Kemudian, Rian menambahkan, majelis hakim tidak mempertimbangkan yurisprudensi dengan perkara yang serupa, bahwa perkara yang serupa dengan Bongku pernah diadili di Pengadilan Negeri Watansopeng dan Pengadilan Negeri Banyuwangi. Dalam perkara tersebut, terdakwa dibebaskan. 

"Dalam pertimbangannya, Majelis Hakim Pengadilan Negeri Watansopeng dan Banyuwangi menyatakan unsur tidak terpenuhi karena bukan subjek yang terstrukur dan terorganisir sebagaimana dimaksud dalam UUP3H. Dalam putusannya juga, majelis hakim menyatakan terorganisir adalah perbuatan yang dilakukan 2 orang atau lebih dalam waktu tertentu. Yurisprudensi ini tidak dipertimbangkan oleh hakim dalam membuat putusan, padahal yurisprudensi sudah disampaikan oleh ahli Dr, Ahmad Sofian yang juga sebagai ahli dalam perkara tersebut.
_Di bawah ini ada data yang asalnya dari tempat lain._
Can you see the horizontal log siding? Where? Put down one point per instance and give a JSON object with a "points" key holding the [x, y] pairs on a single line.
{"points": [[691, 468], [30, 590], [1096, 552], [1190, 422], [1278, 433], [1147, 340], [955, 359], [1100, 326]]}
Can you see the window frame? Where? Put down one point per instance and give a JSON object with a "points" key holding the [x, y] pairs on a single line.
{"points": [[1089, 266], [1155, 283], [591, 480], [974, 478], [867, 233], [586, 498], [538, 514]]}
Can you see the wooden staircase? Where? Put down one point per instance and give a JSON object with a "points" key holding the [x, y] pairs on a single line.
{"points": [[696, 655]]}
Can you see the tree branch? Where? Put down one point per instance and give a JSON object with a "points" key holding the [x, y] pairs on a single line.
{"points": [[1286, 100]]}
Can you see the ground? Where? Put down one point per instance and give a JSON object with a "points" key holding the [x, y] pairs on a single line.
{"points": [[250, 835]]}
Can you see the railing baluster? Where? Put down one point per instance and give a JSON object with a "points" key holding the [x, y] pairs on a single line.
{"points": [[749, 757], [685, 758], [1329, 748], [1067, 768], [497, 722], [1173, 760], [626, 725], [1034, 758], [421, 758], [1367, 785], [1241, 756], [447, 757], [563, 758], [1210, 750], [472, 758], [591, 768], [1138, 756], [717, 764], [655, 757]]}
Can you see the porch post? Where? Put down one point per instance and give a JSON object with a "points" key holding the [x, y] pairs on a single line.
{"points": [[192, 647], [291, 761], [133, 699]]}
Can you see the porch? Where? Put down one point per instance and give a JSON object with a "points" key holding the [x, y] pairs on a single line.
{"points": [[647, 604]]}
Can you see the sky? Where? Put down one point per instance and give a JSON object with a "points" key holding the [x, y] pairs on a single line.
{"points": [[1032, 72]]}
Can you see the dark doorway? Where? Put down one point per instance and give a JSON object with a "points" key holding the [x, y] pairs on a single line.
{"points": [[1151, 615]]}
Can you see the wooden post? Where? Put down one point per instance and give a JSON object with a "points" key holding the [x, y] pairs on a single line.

Kempat, lanjut dia, majelis hakim tidak mempertimbangkan penyelesaian sengketa antara PT. Arara Abadi dan masyarakat adat Sakai. Kementerian Lingkungan Hidup dan Kehutanan RI pada 2015 memfasilitasi dan melakukan mediasi antara masyarakat adat Sakai dengan PT Arara Abadi, hingga saat ini mediasi tersebut belum selesai. 

"Maka jika majelis hakim tidak mempertimbangkan hal tersebut, putusan tersebut tidaklah menghargai dan menghormati proses penyelesaian sengketa yang sedang berjalan. Keterangan proses penyelesaian ini juga disebutkan oleh saksi Safrin di persidangan, tetapi tidak dimuat dalam keterangan saksi dalam putusan majelis hakim," ujar Rian.
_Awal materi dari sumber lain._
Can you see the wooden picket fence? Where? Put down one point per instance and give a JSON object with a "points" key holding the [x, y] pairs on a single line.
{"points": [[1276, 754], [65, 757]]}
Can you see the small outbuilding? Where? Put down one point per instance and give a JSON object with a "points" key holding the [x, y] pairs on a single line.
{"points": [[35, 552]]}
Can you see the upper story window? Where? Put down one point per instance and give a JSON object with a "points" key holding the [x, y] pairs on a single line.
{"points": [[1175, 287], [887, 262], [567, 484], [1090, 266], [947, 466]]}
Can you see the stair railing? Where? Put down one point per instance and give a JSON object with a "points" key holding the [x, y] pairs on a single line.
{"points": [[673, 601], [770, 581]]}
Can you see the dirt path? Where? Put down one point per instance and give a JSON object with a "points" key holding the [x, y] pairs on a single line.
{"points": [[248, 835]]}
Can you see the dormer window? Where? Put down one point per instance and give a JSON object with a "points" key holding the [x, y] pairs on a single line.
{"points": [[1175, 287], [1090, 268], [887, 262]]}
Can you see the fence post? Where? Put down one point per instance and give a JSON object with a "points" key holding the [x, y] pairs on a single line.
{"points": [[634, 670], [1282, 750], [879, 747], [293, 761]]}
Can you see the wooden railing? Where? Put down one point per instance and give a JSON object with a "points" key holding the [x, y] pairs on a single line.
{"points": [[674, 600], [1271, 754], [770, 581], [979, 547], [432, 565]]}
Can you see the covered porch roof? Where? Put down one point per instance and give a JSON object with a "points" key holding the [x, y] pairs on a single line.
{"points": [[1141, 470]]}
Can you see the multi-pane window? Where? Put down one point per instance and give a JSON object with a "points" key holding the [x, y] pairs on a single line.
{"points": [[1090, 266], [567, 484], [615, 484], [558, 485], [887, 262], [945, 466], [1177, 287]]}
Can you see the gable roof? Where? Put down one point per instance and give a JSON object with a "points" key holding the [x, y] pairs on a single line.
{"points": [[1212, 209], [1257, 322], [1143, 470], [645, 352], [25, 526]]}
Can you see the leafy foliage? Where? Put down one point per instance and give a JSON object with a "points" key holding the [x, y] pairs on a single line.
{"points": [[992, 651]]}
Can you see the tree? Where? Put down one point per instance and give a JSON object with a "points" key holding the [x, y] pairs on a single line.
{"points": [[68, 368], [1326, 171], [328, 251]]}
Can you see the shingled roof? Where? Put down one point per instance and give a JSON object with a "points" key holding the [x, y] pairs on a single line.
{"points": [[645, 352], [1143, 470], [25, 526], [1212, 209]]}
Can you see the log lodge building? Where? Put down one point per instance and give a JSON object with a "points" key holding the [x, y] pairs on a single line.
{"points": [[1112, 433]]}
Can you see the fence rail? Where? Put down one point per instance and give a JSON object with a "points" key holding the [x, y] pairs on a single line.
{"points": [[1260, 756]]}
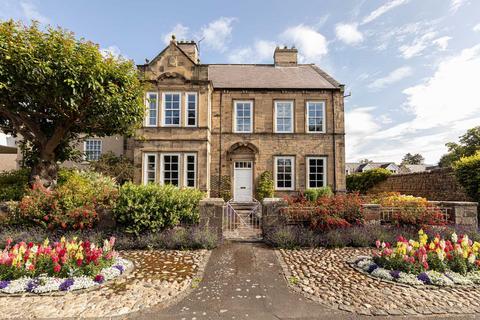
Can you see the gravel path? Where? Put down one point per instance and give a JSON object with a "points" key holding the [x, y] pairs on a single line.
{"points": [[324, 276], [160, 277]]}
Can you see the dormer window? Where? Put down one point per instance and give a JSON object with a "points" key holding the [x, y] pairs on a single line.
{"points": [[171, 109]]}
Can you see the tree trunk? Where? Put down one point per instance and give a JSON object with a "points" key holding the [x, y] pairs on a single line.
{"points": [[45, 171]]}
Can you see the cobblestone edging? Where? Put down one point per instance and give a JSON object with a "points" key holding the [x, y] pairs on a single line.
{"points": [[325, 276], [160, 278]]}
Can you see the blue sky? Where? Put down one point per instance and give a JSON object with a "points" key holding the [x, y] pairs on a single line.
{"points": [[412, 66]]}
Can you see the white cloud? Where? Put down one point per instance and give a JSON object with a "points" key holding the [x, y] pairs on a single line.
{"points": [[217, 34], [261, 51], [450, 94], [456, 4], [441, 108], [31, 13], [356, 133], [418, 45], [312, 44], [179, 30], [442, 42], [112, 51], [348, 33], [383, 9], [394, 76]]}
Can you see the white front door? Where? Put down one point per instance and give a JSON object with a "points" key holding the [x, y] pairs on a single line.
{"points": [[242, 178]]}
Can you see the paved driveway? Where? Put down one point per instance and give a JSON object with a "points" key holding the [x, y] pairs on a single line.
{"points": [[245, 281]]}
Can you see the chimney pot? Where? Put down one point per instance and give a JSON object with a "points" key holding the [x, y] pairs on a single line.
{"points": [[285, 56]]}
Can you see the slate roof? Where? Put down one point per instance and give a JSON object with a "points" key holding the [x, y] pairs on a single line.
{"points": [[269, 76]]}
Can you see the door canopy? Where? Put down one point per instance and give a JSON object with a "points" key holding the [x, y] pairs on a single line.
{"points": [[244, 150]]}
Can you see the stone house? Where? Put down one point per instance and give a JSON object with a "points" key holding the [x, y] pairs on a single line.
{"points": [[218, 127]]}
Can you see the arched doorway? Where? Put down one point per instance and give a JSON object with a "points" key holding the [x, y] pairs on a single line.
{"points": [[242, 157]]}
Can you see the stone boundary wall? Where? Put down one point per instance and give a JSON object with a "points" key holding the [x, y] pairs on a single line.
{"points": [[436, 185]]}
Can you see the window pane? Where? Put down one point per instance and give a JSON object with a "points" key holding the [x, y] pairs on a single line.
{"points": [[172, 109], [170, 169], [284, 173]]}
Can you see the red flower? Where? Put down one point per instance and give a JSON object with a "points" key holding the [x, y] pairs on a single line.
{"points": [[57, 268]]}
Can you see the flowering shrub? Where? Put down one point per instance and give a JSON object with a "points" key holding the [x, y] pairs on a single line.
{"points": [[409, 210], [460, 254], [327, 213], [61, 259], [72, 204]]}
"Majelis hakim menyebutkan hal yang memberatkan Pak Bongku adalah pengerusakan hutan. Pertimbangan pengerusakan hutan tersebut tidak sesuai dengan fakta persidangan, tidak ada terungkap dalam fakta persidangan baik keterangan saksi maupun terdakwa yang dapat membuktikan perbuatan tersebut adalah pengerusakan hutan. Majelis hakim hanya membuktikan bahwa Pak Bongku tidak memiliki izin, padahal masyarakat adat dalam mengelola tanah ulayatnya tidak perlu memiliki izin, karena sudah diatur dan dijamin dalam UUD 1945 dan peraturan perundang-undangan yang berlaku," bebernya.
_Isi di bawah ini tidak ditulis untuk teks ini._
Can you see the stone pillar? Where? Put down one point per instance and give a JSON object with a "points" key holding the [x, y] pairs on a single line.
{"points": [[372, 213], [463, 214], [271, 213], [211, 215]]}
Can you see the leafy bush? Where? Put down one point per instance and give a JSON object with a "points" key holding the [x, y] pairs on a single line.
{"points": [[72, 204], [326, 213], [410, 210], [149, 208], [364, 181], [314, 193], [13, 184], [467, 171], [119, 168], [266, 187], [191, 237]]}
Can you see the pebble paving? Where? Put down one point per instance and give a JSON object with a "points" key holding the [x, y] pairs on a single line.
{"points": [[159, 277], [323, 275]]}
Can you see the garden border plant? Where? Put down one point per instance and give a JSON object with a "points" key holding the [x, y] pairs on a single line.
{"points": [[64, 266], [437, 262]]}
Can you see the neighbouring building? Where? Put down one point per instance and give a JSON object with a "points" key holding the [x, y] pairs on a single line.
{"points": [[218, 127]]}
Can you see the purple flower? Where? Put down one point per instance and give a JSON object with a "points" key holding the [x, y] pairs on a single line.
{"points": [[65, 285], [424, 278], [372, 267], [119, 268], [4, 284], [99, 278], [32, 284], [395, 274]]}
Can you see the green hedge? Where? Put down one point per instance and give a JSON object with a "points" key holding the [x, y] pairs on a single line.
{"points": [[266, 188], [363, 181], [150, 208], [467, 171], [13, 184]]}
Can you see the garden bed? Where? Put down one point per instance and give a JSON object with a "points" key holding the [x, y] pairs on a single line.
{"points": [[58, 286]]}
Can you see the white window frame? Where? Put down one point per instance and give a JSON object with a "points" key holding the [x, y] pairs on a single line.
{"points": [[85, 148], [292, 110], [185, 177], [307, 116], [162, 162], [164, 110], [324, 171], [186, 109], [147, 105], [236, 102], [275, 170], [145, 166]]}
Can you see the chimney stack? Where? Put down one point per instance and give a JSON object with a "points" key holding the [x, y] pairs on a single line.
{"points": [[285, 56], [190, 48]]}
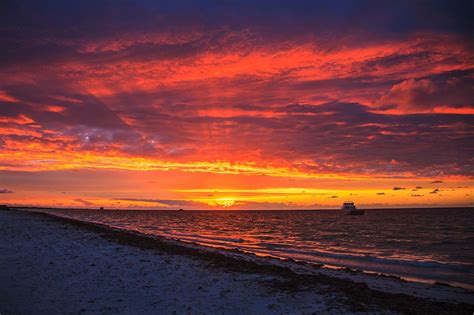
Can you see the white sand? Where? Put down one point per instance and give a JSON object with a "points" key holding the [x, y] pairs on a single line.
{"points": [[50, 267]]}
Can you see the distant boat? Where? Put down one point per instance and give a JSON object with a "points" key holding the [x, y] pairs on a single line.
{"points": [[349, 208]]}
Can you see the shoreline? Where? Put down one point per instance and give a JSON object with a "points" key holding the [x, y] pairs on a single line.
{"points": [[360, 292], [341, 265]]}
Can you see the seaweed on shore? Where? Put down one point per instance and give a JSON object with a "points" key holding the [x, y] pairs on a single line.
{"points": [[357, 295]]}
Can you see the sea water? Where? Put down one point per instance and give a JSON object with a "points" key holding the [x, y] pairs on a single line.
{"points": [[429, 245]]}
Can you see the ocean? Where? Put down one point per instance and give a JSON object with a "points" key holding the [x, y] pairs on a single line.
{"points": [[426, 245]]}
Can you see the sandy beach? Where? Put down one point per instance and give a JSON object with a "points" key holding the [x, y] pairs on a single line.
{"points": [[52, 265]]}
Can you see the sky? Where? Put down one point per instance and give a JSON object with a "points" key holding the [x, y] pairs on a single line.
{"points": [[236, 104]]}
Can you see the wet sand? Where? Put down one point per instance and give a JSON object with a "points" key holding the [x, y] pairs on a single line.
{"points": [[56, 265]]}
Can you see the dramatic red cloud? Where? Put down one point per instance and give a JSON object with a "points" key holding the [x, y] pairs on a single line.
{"points": [[293, 95]]}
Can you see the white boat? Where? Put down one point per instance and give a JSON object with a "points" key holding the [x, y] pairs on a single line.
{"points": [[349, 208]]}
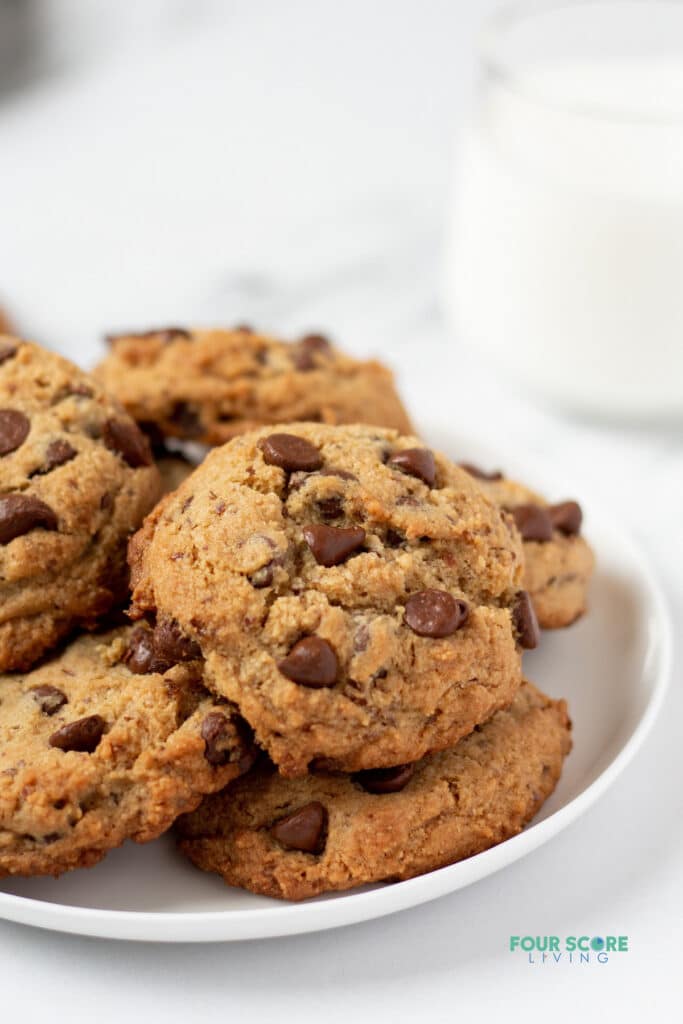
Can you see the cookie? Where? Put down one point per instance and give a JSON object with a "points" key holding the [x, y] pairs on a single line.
{"points": [[212, 385], [109, 740], [353, 593], [76, 480], [293, 839], [558, 561]]}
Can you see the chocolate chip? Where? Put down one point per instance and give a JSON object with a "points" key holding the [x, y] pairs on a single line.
{"points": [[187, 419], [566, 516], [315, 342], [385, 779], [304, 829], [82, 735], [361, 639], [534, 522], [128, 441], [416, 462], [49, 698], [435, 613], [307, 348], [524, 622], [311, 662], [218, 738], [261, 578], [22, 513], [170, 334], [141, 656], [330, 508], [165, 335], [480, 474], [171, 644], [14, 427], [291, 453], [332, 545], [7, 350], [56, 454]]}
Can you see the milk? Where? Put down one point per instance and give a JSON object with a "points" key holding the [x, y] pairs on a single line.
{"points": [[566, 261]]}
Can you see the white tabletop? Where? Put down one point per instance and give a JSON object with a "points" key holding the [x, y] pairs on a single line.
{"points": [[289, 164]]}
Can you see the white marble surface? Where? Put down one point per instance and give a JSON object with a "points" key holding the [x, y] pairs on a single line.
{"points": [[290, 164]]}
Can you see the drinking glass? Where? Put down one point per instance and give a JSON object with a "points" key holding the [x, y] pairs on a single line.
{"points": [[564, 266]]}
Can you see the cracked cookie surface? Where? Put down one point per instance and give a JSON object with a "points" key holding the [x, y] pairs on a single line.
{"points": [[76, 480], [298, 838], [210, 385], [558, 561], [93, 753], [351, 592]]}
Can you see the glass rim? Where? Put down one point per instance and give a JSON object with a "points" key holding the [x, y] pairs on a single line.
{"points": [[506, 73]]}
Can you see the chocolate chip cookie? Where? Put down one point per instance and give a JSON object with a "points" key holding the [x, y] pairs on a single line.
{"points": [[76, 479], [299, 838], [558, 561], [109, 740], [353, 593], [212, 385]]}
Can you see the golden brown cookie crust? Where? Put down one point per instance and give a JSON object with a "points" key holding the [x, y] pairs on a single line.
{"points": [[456, 804], [226, 556], [210, 385], [65, 808], [557, 571], [74, 455]]}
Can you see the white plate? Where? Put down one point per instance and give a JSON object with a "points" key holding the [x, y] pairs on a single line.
{"points": [[612, 667]]}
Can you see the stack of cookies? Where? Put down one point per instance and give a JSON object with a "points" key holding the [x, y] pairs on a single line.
{"points": [[307, 654]]}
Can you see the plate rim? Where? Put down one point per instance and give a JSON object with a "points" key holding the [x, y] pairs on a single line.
{"points": [[353, 907]]}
Menurutnya, hakim tidak memahami secara utuh maksud dari UUP3H dan tidak memahami konsep dasar secara UUP3H. 

"Hakim hanya menguji formalitas atau izin masyarakat adat, sementara kita tahu tidak ada masyarakat adat yang memiliki izin terkait tanah ulayat. Hal ini terlihat dalam pertimbanga hakim memuat keterangan ahli dari DLHK yang seyogyanya ahli tersebut adalah ahli planologi atau ahli ukur. Hal ini sudah ditolak pada persidangan karena ahli tersebut tidak berwenang memberikan keterangan terkait dengan perizinan," jelasnya.

Kelima, lanjut Rian, majelis hakim tidak mempertimbangkan, menggali, mengikuti dan memahami nilai-nilai hukum dan rasa keadilan yang hidup dalam masyarakat. Meskipun dalam menjalankan profesi, hakim dalam putusannya harus bebas dan tidak melihat ke kiri dan ke kanan, akan tetapi hakim harus menggali, mengikuti dan memahami nilai hukum dan rasa keadilan yang hidup dalam masyarakat sesuai dengan Pasal 5 ayat 1 UU No 48 Tahun 2009 Tentang Kekuasaan Kehakiman. 

"Majelis hakim tidak mempertimbangkan Pak Bongku yang merupakan masyarakat adat Sakai yang kehidupannya berasal dari hutan, alam dan lingkungan. Pak Bongku sebagai masyarakat adat terungkap dalam persidangan yang keterangannya diberikan oleh saksi Ridwan selaku batin, saksi Syafrin, saksi Azril dan saksi Jummadel yang juga masyarakat adat Sakai," ungkapnya.

"Majelis hakim juga tidak mempertimbangan konflik ternurial antara perusahaan dan masyarakat adat yang sejak perusahaan berdiri 1996 hingga saat ini terus saja terjadi tanpa ada penyelesaian yang berarti. Tentunya hal ini merupakan preseden buruk bagi penegakan hukum dan menutup mata keadilan serta cita-cita pengakuan masyarakat adat semakin jauh dan sulit tercapai," tambahnya.

Berdasarkan beberapa poin tersebut, LBH Pekanbaru menyatakan beberapa hal terkait putusan kasus Bongku.

"Putusan Pengadilan Negeri Bengkalis dalam perkara no: 89/Pid.B/LH/2020/PN.Bls tidak memiliki rasa keadilan, akan mengajukan segala upaya hukum demi terwujudnya keadilan bagi masyarakat dan masyarakat adat, melaporkan hal ini kepada Mahkamah Agung RI dan Komisi Yudisial RI karena memutus tidak sesuai dengan fakta persidangan, meminta pertimbangan dan rekomendasi kepada Komnas HAM dan Kementrian Lingkungan Hidup dan Kehutanan, meminta dukungan seluruh lapisan masyarakat untuk tetap mengkawal perkara ini sampai mendapatkan keadilan," tutup Rian.